Écrite en 1999 par Dario Fo, François le saint-jongleur conte l’histoire du saint, dans un hymne à la vie qui associe détournement des mystères ou des pièces hagiographiques, farce moderne à tendance irrévérencieuse et références à une Italie médiévale mais aussi plus contemporaine – évoquant notamment la prise de pouvoir de Berlusconi. Sur scène, Gallienne n’hésite pas à nous prendre à parti, il jongle avec les mots, les genres, l’humour, et ce dans une grande agilité, incarnant le Saint ainsi que tous les êtres qui ont croisé sa route, du Pape Innocent III aux plus immondes pourceaux.
Le seul en scène permet de rejoindre le dépouillement du Saint, père de la pauvreté, sur un plateau où seule la parole subsiste ; si bien que l’itinérance de François devient peu à peu la nôtre. Dans un théâtre qui renoue avec le genre du conte ou du fabliau, le spectateur entre en connivence avec l’acteur-conteur. Connivence fondamentale pour livrer un texte qui dénonce avec truculence et ironie le dogmatisme du Moyen Âge, et de manière plus générale les paradoxes humains ou la corruption, louant dès lors la révolte du Saint, l’anticonformisme et le courage d’un homme de foi libre, cheminant à travers l’Ombrie avec joie, naïveté et bonté. Avec les frères de sa "communauté", le pèlerin en haillons vient en aide aux pauvres et se plait à conter les Evangiles à sa façon.

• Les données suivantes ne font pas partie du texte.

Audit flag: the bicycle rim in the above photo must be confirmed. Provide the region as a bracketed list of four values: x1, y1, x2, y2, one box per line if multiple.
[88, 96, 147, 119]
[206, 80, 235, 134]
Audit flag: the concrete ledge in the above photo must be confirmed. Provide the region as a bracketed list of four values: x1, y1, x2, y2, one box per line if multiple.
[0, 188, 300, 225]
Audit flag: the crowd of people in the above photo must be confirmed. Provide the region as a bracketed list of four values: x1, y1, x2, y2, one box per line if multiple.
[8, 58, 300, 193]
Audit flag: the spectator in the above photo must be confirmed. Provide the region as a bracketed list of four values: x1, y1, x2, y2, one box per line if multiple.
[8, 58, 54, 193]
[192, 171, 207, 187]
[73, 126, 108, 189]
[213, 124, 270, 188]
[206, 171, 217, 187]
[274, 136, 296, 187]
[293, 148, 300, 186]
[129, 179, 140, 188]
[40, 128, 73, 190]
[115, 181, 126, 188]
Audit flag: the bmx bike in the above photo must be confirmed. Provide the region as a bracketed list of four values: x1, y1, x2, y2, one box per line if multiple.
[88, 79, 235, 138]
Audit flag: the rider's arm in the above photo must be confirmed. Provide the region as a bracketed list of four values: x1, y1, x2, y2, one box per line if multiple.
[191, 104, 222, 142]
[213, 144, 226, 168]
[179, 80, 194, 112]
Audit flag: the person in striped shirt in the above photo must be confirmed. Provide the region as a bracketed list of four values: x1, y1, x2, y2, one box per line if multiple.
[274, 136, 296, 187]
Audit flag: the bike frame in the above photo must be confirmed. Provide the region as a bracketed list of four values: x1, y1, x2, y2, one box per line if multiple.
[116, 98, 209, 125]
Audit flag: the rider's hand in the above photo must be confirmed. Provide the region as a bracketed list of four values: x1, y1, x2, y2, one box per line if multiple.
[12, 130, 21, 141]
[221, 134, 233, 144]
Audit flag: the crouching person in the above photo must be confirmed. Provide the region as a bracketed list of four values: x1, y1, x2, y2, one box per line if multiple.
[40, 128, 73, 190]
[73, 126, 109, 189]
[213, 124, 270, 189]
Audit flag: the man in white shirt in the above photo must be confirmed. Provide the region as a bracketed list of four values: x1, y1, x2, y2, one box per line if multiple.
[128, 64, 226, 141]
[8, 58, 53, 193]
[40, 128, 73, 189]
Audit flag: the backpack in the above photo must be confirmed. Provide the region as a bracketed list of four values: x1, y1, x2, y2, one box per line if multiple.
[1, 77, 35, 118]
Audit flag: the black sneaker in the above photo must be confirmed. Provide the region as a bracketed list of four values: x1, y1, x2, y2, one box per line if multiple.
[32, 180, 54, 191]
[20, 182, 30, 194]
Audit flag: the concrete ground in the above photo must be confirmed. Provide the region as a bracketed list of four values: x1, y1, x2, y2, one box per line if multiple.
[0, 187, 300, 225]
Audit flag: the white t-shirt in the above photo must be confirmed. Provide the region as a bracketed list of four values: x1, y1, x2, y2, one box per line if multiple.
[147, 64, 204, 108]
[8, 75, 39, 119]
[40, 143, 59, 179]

Gallienne fait du Saint un personnage proche de nous, loin du saint éthéré, sans pour autant renoncer à un numéro de jonglage spirituel. Si François harangue la foule, Gallienne nous saisit, nous amuse et nous émeut, avec un texte qui, dans la tradition des bateleurs médiévaux, fustige les puissants et restaure la dignité des humiliés, entre tendresse, parodie mystique et rire de résistance.